El presidente de la compañía, Juan José Hidalgo, ha manifestado que esta circunstancia ha forzado a la aerolínea a tramitar la devolución de billetes a numerosos clientes, aunque algunos prefieren esperar para reprogramar su viaje cuando la situación lo permita

Air Europa reconoció este domingo que la cancelación de sus vuelos entre Madrid y Caracas, vigente desde la última semana de noviembre, está generando un considerable impacto económico para la aerolínea, además de ocasionar dificultades para los pasajeros. La compañía, que realizaba esta ruta con una frecuencia de cinco vuelos semanales, indica que esta medida “implica muchas pérdidas y numerosos inconvenientes para los usuarios”, según declaraciones de su presidente, Juan José Hidalgo, a EFE durante la reapertura de un hotel del grupo en República Dominicana.

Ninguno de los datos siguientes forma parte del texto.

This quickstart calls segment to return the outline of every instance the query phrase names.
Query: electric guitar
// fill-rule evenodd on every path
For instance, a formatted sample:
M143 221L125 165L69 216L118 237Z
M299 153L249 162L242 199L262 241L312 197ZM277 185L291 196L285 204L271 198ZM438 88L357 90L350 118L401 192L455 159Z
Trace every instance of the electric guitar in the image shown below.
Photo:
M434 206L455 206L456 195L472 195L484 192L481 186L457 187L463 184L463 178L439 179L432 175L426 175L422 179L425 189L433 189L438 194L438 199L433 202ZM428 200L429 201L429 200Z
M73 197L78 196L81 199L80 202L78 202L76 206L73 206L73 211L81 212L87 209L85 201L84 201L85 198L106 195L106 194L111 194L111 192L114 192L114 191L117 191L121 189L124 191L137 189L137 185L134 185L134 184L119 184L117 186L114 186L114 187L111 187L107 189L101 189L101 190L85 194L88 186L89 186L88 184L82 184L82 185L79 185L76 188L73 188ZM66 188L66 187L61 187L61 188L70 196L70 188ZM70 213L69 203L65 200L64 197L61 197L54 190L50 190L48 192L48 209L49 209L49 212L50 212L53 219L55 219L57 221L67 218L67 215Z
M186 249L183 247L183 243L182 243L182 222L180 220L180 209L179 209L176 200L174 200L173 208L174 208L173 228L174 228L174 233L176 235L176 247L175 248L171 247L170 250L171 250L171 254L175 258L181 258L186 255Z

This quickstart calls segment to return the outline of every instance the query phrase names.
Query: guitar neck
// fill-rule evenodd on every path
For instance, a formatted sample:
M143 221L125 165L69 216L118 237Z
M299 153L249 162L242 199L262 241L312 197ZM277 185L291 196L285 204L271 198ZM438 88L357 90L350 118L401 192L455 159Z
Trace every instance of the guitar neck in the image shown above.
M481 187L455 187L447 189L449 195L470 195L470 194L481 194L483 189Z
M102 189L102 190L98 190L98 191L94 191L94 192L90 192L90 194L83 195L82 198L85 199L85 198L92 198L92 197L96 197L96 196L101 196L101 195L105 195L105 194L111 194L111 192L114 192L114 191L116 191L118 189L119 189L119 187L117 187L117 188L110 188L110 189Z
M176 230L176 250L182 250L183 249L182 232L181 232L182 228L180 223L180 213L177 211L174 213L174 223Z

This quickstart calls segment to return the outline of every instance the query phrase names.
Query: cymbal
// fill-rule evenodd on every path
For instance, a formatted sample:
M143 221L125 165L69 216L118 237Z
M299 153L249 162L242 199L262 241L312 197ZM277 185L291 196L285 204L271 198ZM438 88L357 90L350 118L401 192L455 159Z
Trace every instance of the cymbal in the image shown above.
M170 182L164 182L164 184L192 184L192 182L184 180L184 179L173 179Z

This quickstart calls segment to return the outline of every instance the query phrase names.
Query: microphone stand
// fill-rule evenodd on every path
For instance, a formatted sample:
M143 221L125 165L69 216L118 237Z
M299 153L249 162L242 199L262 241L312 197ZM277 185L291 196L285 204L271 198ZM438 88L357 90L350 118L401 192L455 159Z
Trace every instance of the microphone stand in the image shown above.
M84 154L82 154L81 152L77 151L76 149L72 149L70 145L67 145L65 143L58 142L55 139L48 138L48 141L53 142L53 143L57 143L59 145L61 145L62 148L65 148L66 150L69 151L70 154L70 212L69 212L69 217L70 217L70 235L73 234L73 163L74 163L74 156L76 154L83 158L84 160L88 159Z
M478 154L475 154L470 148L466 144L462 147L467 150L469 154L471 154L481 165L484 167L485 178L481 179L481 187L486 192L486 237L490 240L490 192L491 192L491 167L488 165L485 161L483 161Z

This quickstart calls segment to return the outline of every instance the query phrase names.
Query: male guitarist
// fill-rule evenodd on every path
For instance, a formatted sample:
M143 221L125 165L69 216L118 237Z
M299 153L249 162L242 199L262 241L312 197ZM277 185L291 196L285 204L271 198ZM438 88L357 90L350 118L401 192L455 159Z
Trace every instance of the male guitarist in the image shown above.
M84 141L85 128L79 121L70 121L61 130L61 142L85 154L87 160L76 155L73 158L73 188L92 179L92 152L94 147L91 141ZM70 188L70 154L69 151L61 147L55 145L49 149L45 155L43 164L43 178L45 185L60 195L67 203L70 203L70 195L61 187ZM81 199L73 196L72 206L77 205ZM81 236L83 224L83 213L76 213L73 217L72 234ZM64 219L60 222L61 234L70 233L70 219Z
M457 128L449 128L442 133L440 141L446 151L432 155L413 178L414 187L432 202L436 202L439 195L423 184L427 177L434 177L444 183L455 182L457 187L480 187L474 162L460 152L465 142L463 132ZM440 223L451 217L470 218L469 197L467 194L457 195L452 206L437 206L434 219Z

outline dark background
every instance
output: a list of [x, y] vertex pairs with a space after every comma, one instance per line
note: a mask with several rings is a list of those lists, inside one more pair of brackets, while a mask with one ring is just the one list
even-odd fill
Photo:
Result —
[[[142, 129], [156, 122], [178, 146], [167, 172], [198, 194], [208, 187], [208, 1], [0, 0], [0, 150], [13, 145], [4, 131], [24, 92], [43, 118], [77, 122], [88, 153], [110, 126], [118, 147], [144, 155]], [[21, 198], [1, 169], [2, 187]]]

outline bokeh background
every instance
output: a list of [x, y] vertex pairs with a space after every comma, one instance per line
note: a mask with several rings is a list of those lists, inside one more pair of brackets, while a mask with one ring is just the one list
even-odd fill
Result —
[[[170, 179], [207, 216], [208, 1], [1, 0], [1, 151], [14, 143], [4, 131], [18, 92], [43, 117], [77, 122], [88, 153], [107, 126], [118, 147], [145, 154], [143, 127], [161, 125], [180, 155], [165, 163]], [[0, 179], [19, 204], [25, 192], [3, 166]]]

Los vuelos hacia Caracas habían vendido la totalidad de sus asientos, y la suspensión obligó a gestionar la devolución de billetes para un gran número de clientes, mientras que otros esperan la posibilidad de reprogramar su viaje cuando las circunstancias lo permitan. Hidalgo detalló que se consideró la alternativa de desviar a los pasajeros afectados a través de Cartagena de Indias, Colombia, pero esta opción fue descartada debido a las complejidades logísticas, dado que el trayecto requeriría un desplazamiento en autobús de dos días.
El paro de la ruta Caracas también ha tenido consecuencias operativas. Actualmente, Air Europa mantiene una aeronave sin uso en Madrid, que no puede ser destinada por el momento a la ruta Madrid-Nueva York, operada con un A350 alquilado a Iberojet, debido a que existe “un contrato que debe cumplirse”. Sin embargo, la aerolínea confía en poder utilizar estas aeronaves en espera durante la temporada navideña, la cual contará con un aumento en la frecuencia de varias rutas. Hidalgo ha subrayado que la flota propia de Air Europa ofrece una “calidad notablemente superior en comparación con aviones contratados”, destacando la ventaja que representa disponer de aeronaves propias frente a las alquiladas.
Suspensión temporal de vuelos y protocolos de seguridad para la tripulación
La interrupción de vuelos a Caracas comenzó el 24 de noviembre y, por ahora, permanecerá vigente hasta el 19 de diciembre, fecha en la cual la compañía evaluará la evolución de la situación tanto en la capital venezolana como en el sur del Caribe, región afectada por la tensión política y social. Esta decisión se suma a la de otras aerolíneas como Iberia, Plus Ultra y TAP, que mantienen suspendidas sus operaciones debido a la revocación de concesiones de vuelo emitidas por el Instituto Nacional de Aeronáutica Civil (INAC) de Venezuela.
Hidalgo resaltó que Air Europa había elaborado un plan para evitar que sus tripulaciones permanecieran en Caracas, priorizando la seguridad del personal. No obstante, fue finalmente la Agencia Estatal de Seguridad Aérea (AESA) la que recomendó la suspensión de las operaciones. El plan inicial incluía vuelos con tripulación reforzada desde Madrid hacia Caracas y Las Palmas, donde se efectuaría el relevo del personal antes de retornar a Madrid.
Respecto a la revocación de la licencia por parte de Venezuela, Hidalgo se mostró confiado, asegurando que no le genera preocupación y que, una vez se normalice la situación, la concesión será restituida “al día siguiente”.
Impacto operativo y estratégico de la suspensión en rutas con riesgo
La cancelación de estos vuelos evidencia la creciente complejidad de operar en destinos con alto riesgo geopolítico. Más allá de las pérdidas económicas directas, las aerolíneas deben enfrentar la gestión logística, la seguridad de las tripulaciones y las expectativas de los pasajeros, factores que se conjugan para transformar estas decisiones en un desafío tanto estratégico como operativo.
En el caso de Air Europa, esta suspensión temporal ha demostrado que incluso las rutas más consolidadas pueden verse afectadas por factores externos, lo que ha obligado a la compañía a adaptar su operativa y buscar alternativas que reduzcan al mínimo el impacto financiero y reputacional. Para la aerolínea, la reactivación de sus vuelos dependerá no solo de la normalización en Venezuela, sino también de su capacidad para gestionar de forma eficiente los recursos y mantener la confianza de sus clientes en medio de la incertidumbre.